Doctor of Philosophy (PhD)

Graduate Group

Management

First Advisor

Adam M. Grant

Abstract

Intrinsic motivation is widely viewed as a major force behind performance and creativity, and much scholarly attention has been paid to the positive effects of intrinsic motivation. However, while existing research has examined how intrinsic motivation in one task affects performance in that task, little research has examined how intrinsic motivation in one task affects performance in one's other tasks in a multiple-task environment. This is an important question as workplaces are increasingly becoming a multiple-task environment where one task's dynamics are influenced by another task's dynamics. In this dissertation, I explore the nature of the cross-task effects of intrinsic motivation. The main hypothesis is that intrinsic motivation in one task has a curvilinear relationship with performance in one's other tasks such that when intrinsic motivation in the focal task is medium, it helps performance in one's other tasks whereas when intrinsic motivation in the focal task is high, it hurts performance in one's other tasks.

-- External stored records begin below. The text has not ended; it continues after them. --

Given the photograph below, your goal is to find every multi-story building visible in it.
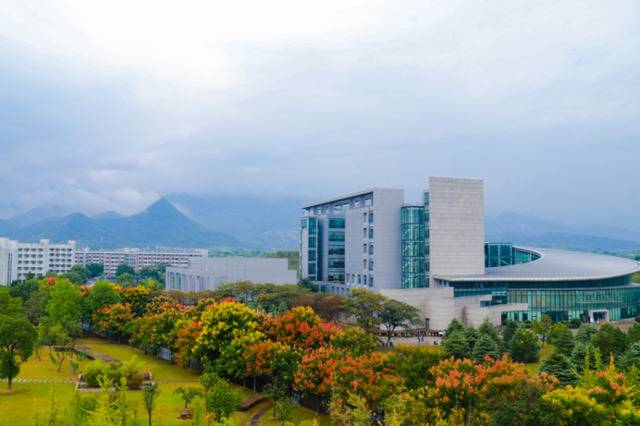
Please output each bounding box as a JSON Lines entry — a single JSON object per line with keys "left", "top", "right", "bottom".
{"left": 165, "top": 257, "right": 297, "bottom": 292}
{"left": 0, "top": 238, "right": 76, "bottom": 285}
{"left": 301, "top": 177, "right": 640, "bottom": 328}
{"left": 75, "top": 247, "right": 208, "bottom": 277}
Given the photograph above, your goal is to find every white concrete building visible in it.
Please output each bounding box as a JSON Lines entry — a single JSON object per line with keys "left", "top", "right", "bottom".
{"left": 165, "top": 257, "right": 297, "bottom": 292}
{"left": 301, "top": 177, "right": 640, "bottom": 329}
{"left": 76, "top": 247, "right": 208, "bottom": 277}
{"left": 0, "top": 238, "right": 76, "bottom": 285}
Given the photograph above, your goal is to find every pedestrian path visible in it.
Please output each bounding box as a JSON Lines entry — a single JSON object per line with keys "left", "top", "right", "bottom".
{"left": 13, "top": 378, "right": 74, "bottom": 384}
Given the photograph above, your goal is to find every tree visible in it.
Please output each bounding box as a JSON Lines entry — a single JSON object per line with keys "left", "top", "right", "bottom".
{"left": 117, "top": 285, "right": 152, "bottom": 317}
{"left": 510, "top": 327, "right": 540, "bottom": 363}
{"left": 0, "top": 314, "right": 37, "bottom": 389}
{"left": 142, "top": 382, "right": 160, "bottom": 426}
{"left": 502, "top": 320, "right": 519, "bottom": 350}
{"left": 627, "top": 323, "right": 640, "bottom": 346}
{"left": 8, "top": 278, "right": 41, "bottom": 303}
{"left": 478, "top": 319, "right": 500, "bottom": 344}
{"left": 622, "top": 341, "right": 640, "bottom": 370}
{"left": 539, "top": 352, "right": 578, "bottom": 386}
{"left": 551, "top": 325, "right": 575, "bottom": 357}
{"left": 174, "top": 386, "right": 203, "bottom": 409}
{"left": 532, "top": 314, "right": 553, "bottom": 345}
{"left": 206, "top": 377, "right": 240, "bottom": 421}
{"left": 243, "top": 340, "right": 301, "bottom": 388}
{"left": 575, "top": 324, "right": 598, "bottom": 344}
{"left": 116, "top": 263, "right": 135, "bottom": 278}
{"left": 592, "top": 324, "right": 626, "bottom": 363}
{"left": 37, "top": 320, "right": 71, "bottom": 372}
{"left": 85, "top": 263, "right": 104, "bottom": 279}
{"left": 46, "top": 279, "right": 83, "bottom": 339}
{"left": 263, "top": 306, "right": 340, "bottom": 350}
{"left": 84, "top": 281, "right": 121, "bottom": 322}
{"left": 0, "top": 287, "right": 25, "bottom": 317}
{"left": 443, "top": 331, "right": 471, "bottom": 359}
{"left": 444, "top": 319, "right": 466, "bottom": 338}
{"left": 332, "top": 327, "right": 378, "bottom": 356}
{"left": 571, "top": 342, "right": 600, "bottom": 373}
{"left": 93, "top": 303, "right": 134, "bottom": 342}
{"left": 62, "top": 265, "right": 88, "bottom": 284}
{"left": 389, "top": 346, "right": 445, "bottom": 389}
{"left": 342, "top": 288, "right": 386, "bottom": 331}
{"left": 379, "top": 299, "right": 420, "bottom": 343}
{"left": 115, "top": 272, "right": 134, "bottom": 286}
{"left": 293, "top": 346, "right": 343, "bottom": 398}
{"left": 472, "top": 334, "right": 500, "bottom": 362}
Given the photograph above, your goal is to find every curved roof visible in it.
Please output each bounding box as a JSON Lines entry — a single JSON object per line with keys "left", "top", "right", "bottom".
{"left": 435, "top": 247, "right": 640, "bottom": 282}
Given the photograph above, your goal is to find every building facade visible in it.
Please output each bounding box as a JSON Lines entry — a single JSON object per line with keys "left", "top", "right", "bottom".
{"left": 300, "top": 177, "right": 640, "bottom": 328}
{"left": 75, "top": 247, "right": 208, "bottom": 277}
{"left": 0, "top": 238, "right": 76, "bottom": 285}
{"left": 165, "top": 257, "right": 297, "bottom": 292}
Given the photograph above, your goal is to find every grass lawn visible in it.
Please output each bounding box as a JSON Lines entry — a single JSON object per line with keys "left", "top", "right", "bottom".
{"left": 0, "top": 337, "right": 260, "bottom": 426}
{"left": 525, "top": 343, "right": 556, "bottom": 376}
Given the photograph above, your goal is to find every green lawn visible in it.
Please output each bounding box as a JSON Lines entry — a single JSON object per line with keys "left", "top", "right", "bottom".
{"left": 0, "top": 338, "right": 330, "bottom": 425}
{"left": 525, "top": 343, "right": 555, "bottom": 376}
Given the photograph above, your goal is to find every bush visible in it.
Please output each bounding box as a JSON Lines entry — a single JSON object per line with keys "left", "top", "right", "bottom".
{"left": 82, "top": 360, "right": 123, "bottom": 388}
{"left": 568, "top": 318, "right": 582, "bottom": 329}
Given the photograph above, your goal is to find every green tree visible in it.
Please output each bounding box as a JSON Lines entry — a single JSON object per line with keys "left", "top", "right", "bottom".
{"left": 46, "top": 278, "right": 83, "bottom": 339}
{"left": 84, "top": 281, "right": 121, "bottom": 322}
{"left": 571, "top": 342, "right": 599, "bottom": 373}
{"left": 444, "top": 319, "right": 465, "bottom": 338}
{"left": 342, "top": 288, "right": 386, "bottom": 331}
{"left": 115, "top": 272, "right": 134, "bottom": 286}
{"left": 174, "top": 386, "right": 203, "bottom": 409}
{"left": 115, "top": 263, "right": 135, "bottom": 277}
{"left": 0, "top": 287, "right": 25, "bottom": 317}
{"left": 501, "top": 320, "right": 519, "bottom": 350}
{"left": 443, "top": 331, "right": 470, "bottom": 359}
{"left": 626, "top": 323, "right": 640, "bottom": 346}
{"left": 532, "top": 314, "right": 553, "bottom": 345}
{"left": 592, "top": 323, "right": 626, "bottom": 363}
{"left": 575, "top": 324, "right": 598, "bottom": 343}
{"left": 550, "top": 325, "right": 574, "bottom": 357}
{"left": 463, "top": 326, "right": 479, "bottom": 354}
{"left": 332, "top": 327, "right": 378, "bottom": 356}
{"left": 389, "top": 346, "right": 445, "bottom": 389}
{"left": 379, "top": 299, "right": 420, "bottom": 343}
{"left": 478, "top": 318, "right": 500, "bottom": 344}
{"left": 472, "top": 334, "right": 500, "bottom": 362}
{"left": 8, "top": 278, "right": 40, "bottom": 302}
{"left": 539, "top": 352, "right": 578, "bottom": 386}
{"left": 85, "top": 263, "right": 104, "bottom": 279}
{"left": 0, "top": 314, "right": 37, "bottom": 389}
{"left": 62, "top": 265, "right": 88, "bottom": 284}
{"left": 622, "top": 341, "right": 640, "bottom": 370}
{"left": 206, "top": 378, "right": 240, "bottom": 421}
{"left": 509, "top": 327, "right": 540, "bottom": 363}
{"left": 142, "top": 382, "right": 160, "bottom": 426}
{"left": 37, "top": 320, "right": 71, "bottom": 372}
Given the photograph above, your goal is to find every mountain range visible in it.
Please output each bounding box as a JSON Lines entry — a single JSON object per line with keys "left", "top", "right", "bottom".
{"left": 0, "top": 198, "right": 639, "bottom": 253}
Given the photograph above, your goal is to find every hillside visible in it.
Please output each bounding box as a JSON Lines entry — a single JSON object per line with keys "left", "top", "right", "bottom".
{"left": 9, "top": 198, "right": 241, "bottom": 249}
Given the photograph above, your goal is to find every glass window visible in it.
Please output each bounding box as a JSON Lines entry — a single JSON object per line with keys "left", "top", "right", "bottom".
{"left": 363, "top": 243, "right": 367, "bottom": 253}
{"left": 368, "top": 228, "right": 374, "bottom": 239}
{"left": 363, "top": 259, "right": 367, "bottom": 269}
{"left": 363, "top": 212, "right": 367, "bottom": 223}
{"left": 369, "top": 244, "right": 374, "bottom": 255}
{"left": 363, "top": 228, "right": 367, "bottom": 238}
{"left": 369, "top": 260, "right": 374, "bottom": 271}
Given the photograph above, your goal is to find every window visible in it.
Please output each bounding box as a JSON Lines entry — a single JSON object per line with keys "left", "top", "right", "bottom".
{"left": 363, "top": 275, "right": 368, "bottom": 285}
{"left": 363, "top": 243, "right": 367, "bottom": 254}
{"left": 363, "top": 228, "right": 367, "bottom": 238}
{"left": 363, "top": 259, "right": 367, "bottom": 269}
{"left": 369, "top": 260, "right": 374, "bottom": 271}
{"left": 368, "top": 212, "right": 374, "bottom": 223}
{"left": 369, "top": 244, "right": 374, "bottom": 255}
{"left": 357, "top": 274, "right": 361, "bottom": 284}
{"left": 363, "top": 212, "right": 367, "bottom": 223}
{"left": 368, "top": 228, "right": 374, "bottom": 239}
{"left": 369, "top": 276, "right": 374, "bottom": 287}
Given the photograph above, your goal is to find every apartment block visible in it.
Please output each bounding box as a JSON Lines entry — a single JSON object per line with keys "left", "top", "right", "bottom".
{"left": 0, "top": 238, "right": 76, "bottom": 285}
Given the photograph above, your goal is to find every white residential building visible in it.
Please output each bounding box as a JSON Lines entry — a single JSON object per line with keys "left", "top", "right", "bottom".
{"left": 75, "top": 247, "right": 209, "bottom": 277}
{"left": 0, "top": 238, "right": 76, "bottom": 285}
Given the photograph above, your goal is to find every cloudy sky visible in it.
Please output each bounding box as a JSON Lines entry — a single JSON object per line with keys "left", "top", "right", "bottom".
{"left": 1, "top": 0, "right": 638, "bottom": 227}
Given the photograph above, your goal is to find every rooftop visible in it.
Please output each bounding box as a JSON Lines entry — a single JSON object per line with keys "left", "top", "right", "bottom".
{"left": 435, "top": 247, "right": 640, "bottom": 282}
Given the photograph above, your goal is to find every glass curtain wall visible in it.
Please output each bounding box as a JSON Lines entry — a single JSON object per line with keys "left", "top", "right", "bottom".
{"left": 401, "top": 206, "right": 427, "bottom": 288}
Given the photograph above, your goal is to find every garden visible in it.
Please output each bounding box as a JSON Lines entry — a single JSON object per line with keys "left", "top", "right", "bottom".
{"left": 3, "top": 275, "right": 640, "bottom": 425}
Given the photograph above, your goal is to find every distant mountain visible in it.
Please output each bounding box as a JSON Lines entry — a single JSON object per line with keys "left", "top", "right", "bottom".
{"left": 92, "top": 211, "right": 123, "bottom": 219}
{"left": 166, "top": 193, "right": 309, "bottom": 250}
{"left": 0, "top": 205, "right": 74, "bottom": 234}
{"left": 487, "top": 212, "right": 640, "bottom": 252}
{"left": 8, "top": 198, "right": 241, "bottom": 249}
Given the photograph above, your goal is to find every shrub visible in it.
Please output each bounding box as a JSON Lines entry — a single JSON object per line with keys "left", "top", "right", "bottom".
{"left": 82, "top": 360, "right": 123, "bottom": 388}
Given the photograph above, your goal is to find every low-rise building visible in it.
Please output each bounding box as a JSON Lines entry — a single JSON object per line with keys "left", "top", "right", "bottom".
{"left": 0, "top": 238, "right": 76, "bottom": 284}
{"left": 165, "top": 257, "right": 297, "bottom": 292}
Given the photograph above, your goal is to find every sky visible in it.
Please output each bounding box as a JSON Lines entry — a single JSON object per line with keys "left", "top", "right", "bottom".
{"left": 0, "top": 0, "right": 639, "bottom": 228}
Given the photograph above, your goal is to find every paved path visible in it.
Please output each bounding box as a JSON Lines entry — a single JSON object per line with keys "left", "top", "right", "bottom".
{"left": 13, "top": 378, "right": 74, "bottom": 384}
{"left": 249, "top": 403, "right": 272, "bottom": 426}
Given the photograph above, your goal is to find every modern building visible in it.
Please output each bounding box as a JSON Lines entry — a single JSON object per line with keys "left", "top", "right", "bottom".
{"left": 75, "top": 247, "right": 208, "bottom": 277}
{"left": 165, "top": 257, "right": 297, "bottom": 292}
{"left": 0, "top": 238, "right": 76, "bottom": 285}
{"left": 300, "top": 177, "right": 640, "bottom": 328}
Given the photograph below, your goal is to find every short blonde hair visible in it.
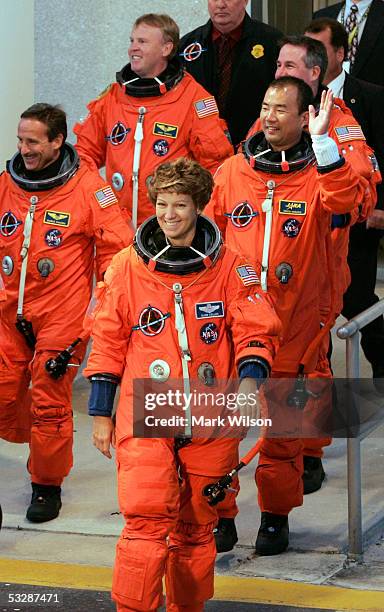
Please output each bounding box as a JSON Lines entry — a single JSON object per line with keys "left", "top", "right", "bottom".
{"left": 133, "top": 14, "right": 179, "bottom": 59}
{"left": 148, "top": 158, "right": 214, "bottom": 211}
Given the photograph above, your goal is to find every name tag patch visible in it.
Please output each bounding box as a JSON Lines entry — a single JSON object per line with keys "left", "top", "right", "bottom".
{"left": 153, "top": 122, "right": 178, "bottom": 139}
{"left": 279, "top": 200, "right": 307, "bottom": 215}
{"left": 195, "top": 301, "right": 224, "bottom": 319}
{"left": 43, "top": 210, "right": 70, "bottom": 227}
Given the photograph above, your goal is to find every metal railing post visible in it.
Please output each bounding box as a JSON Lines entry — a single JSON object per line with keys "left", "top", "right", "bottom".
{"left": 337, "top": 298, "right": 384, "bottom": 562}
{"left": 346, "top": 333, "right": 363, "bottom": 562}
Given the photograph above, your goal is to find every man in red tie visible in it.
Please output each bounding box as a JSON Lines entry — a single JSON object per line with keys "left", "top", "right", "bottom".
{"left": 179, "top": 1, "right": 282, "bottom": 148}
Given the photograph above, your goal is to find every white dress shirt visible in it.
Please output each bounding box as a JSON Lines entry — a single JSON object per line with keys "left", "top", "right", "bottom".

Under medium intrinsic motivation in the focal task, spillover of energy savings and positive affect prevails between the focal task and other tasks, but under high intrinsic motivation in the focal task, contrast and goal shielding effects prevail blocking the motivation and attention for the other tasks. Across three studies (one laboratory experiment and two field studies), I find that intrinsic motivation in a task indeed has curvilinear effects on performance in one's other tasks as well as overall performance variance across tasks, especially with high polychronicity. The theory and findings of this dissertation enhance our understanding of the complexities of intrinsic motivation and advance knowledge about motivation and performance management.